Rutherford has always maintained that Cory Stillman’s return would likely depend on whether or not the team was able to re-sign Jussi Jokinen. With Jokinen inking a new three-year deal on Thursday, Stillman’s future with the team is now in doubt.

It’s unclear as to whether Stillman, 37, would consider joining another team or if his playing career is over. Either way, the unrestricted free agent can begin talking with teams at noon.

“At one point in time we had laid out kind of a plan or a criteria for Cory going forward, and he didn’t accept that,” said Rutherford. “Now we’ll have to revisit that as we move forward, probably in the next couple of weeks.

“As of noon tomorrow he becomes a free agent, and he has the right to go look around and see what’s there.”

Other than Cole, Stillman is the Hurricanes’ only remaining unrestricted free agent who spent the bulk of last season in the NHL.

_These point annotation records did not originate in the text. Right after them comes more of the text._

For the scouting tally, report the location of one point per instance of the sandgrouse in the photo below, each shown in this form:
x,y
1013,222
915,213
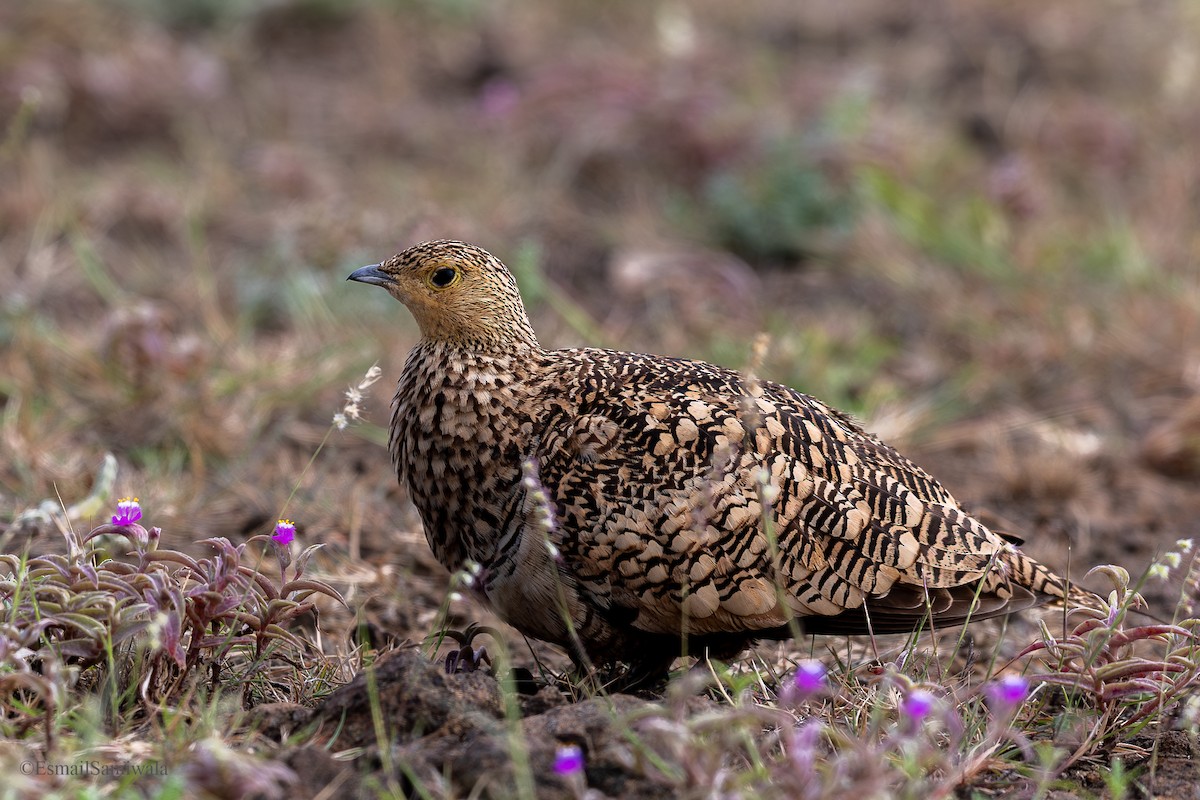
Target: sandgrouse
x,y
660,504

Other than the areas listed above, Rutherford has not stated any other area in which he wishes to improve his team through free agency. Young players who spent the bulk of last season in Charlotte can provide depth at any position, while the team is expected to have seven defensemen under one-way, NHL contracts once restricted free agent Derek Joslin re-signs.

That being said, Rutherford himself would never rule out a surprise. In the absence of an unexpected splash, one should at least be on the lookout for the possible re-signing of minor-league free agents such as Casey Borer, Nick Dodge and Bryan Rodney. Troy Bodie and Jiri Tlusty, originally restricted free agents who will now be unrestricted in the absence of qualifying offers, are also players to watch.

While they won’t have the same sense of urgency as with their unrestricted free agents, the Hurricanes could at any time sign players from their restricted crop, a group headlined by Brandon Sutter, who is expected to sign a two- or three-year deal in early July. Defensemen Derek Joslin and Bobby Sanguinetti are also restricted.